EFSA Updates on PCBs and Furan in Food

02 Aug 2010 --- EFSA specifies that the reduction of furan formation in food seems to be more challenging compared to other process contaminants, such as acrylamide, since furan formation is closely connected with the taste and smell of foods.

Aug 2 2010 --- The European Food Safety Authority (EFSA) has published a report on the levels of non dioxin-like polychlorinated biphenyls in food and animal feed. In 2002, the European Commission issued a list of actions to be taken to reduce the presence of dioxins and PCBs in food and feed and recommended that Member States monitor the situation.

The report, which was prepared by EFSA’s Data Collection and Exposure unit (DATEX), is based on a total of 11,214 food and 1,349 feed samples collected from 18 EU Member States, Iceland and Norway between 1999 and 2008. It follows a report on dioxins and dioxin-like PCBs published earlier this year.

Polychlorinated biphenyls (PCBs) are a widespread class of persistent organic chemicals that accumulate in the environment and in humans. They are associated with a broad spectrum of health effects.
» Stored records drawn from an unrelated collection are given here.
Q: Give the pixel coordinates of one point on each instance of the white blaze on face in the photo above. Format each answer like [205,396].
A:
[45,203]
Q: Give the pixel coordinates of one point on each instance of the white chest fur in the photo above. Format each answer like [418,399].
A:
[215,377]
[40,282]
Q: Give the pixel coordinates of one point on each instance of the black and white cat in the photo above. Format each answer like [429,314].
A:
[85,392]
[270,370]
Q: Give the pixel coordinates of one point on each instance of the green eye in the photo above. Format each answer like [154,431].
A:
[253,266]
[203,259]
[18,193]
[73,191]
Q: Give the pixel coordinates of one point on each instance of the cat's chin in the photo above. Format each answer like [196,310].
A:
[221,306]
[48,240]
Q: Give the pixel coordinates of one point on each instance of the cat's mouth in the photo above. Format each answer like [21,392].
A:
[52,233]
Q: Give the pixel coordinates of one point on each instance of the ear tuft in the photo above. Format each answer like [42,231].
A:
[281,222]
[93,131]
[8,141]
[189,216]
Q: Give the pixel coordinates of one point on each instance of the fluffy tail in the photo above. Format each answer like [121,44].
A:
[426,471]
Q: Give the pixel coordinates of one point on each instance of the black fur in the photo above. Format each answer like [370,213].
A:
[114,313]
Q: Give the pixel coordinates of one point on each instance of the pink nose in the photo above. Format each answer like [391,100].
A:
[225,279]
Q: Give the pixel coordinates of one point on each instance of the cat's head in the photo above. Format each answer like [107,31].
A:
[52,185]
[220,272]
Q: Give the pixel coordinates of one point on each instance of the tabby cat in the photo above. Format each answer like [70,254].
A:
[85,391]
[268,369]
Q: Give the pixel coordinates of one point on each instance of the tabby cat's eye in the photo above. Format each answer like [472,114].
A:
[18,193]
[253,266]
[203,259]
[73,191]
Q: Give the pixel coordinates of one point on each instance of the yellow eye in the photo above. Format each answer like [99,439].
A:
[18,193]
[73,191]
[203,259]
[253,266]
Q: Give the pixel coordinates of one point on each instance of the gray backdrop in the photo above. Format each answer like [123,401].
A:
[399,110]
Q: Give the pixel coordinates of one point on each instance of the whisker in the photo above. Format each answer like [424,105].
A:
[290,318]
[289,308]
Although the production and use of PCBs have been discontinued in most countries since the 1980s, large amounts remain in electrical equipment, plastic products and building materials.

PCBs can be released into the environment and people are exposed to them mainly through food, with the exception of specific cases of accidental or occupational exposure. The International Agency for Research on Cancer has classified PCBs as probably carcinogenic to humans. EFSA’s Panel on Contaminants in the food chain carried out a risk assessment on the presence of non dioxin-like PCBs in feed and food in 2005.

In the report published, EFSA says that the highest contamination levels were found in several fish and fish products followed by animal products, such as raw milk, dairy products, eggs and egg products. The lowest levels were found in fruit and vegetables. Similarly, the highest levels of contamination in animal feed were found in feed containing fish derived products, such as fish oil.

EFSA recommends continuous random testing of a sufficient number of samples in each food and feed group in order to ensure accurate assessment and monitoring of the presence of PCBs in the food chain.

Meanwhile EFSA has issued a report updating results of monitoring on the levels of furan found in food. In order to allow a better estimate of dietary exposure to furan, the European Commission asks that Member States collect data on furan levels in heat-treated commercial food products. A first report on these findings was published by EFSA in 2009 and the current update brings additional data to the compilation.

Furan is an organic compound formed during heat-treatment which has been shown to be carcinogenic in animal laboratory studies.

Altogether, seventeen Member States and Norway submitted to EFSA’s Data Collection and Exposure unit (DATEX) the analytical results for a total of 4,186 food samples collected between 2004 and 2009. The data show that furan occurs in a variety of heat-treated foods, in particular coffee and canned products, including jarred baby food.

EFSA recommends that future testing for furan should target products on which there are limited data and that tests should also provide a detailed analysis of samples before and after cooking, with a precise indication of cooking time, temperature and handling.

EFSA specifies that the reduction of furan formation in food seems to be more challenging compared to other process contaminants, such as acrylamide, since furan formation is closely connected with the taste and smell of foods. EFSA adds that a comprehensive risk assessment will require more detailed exposure assessment data, as well as better information on the toxicity of furan.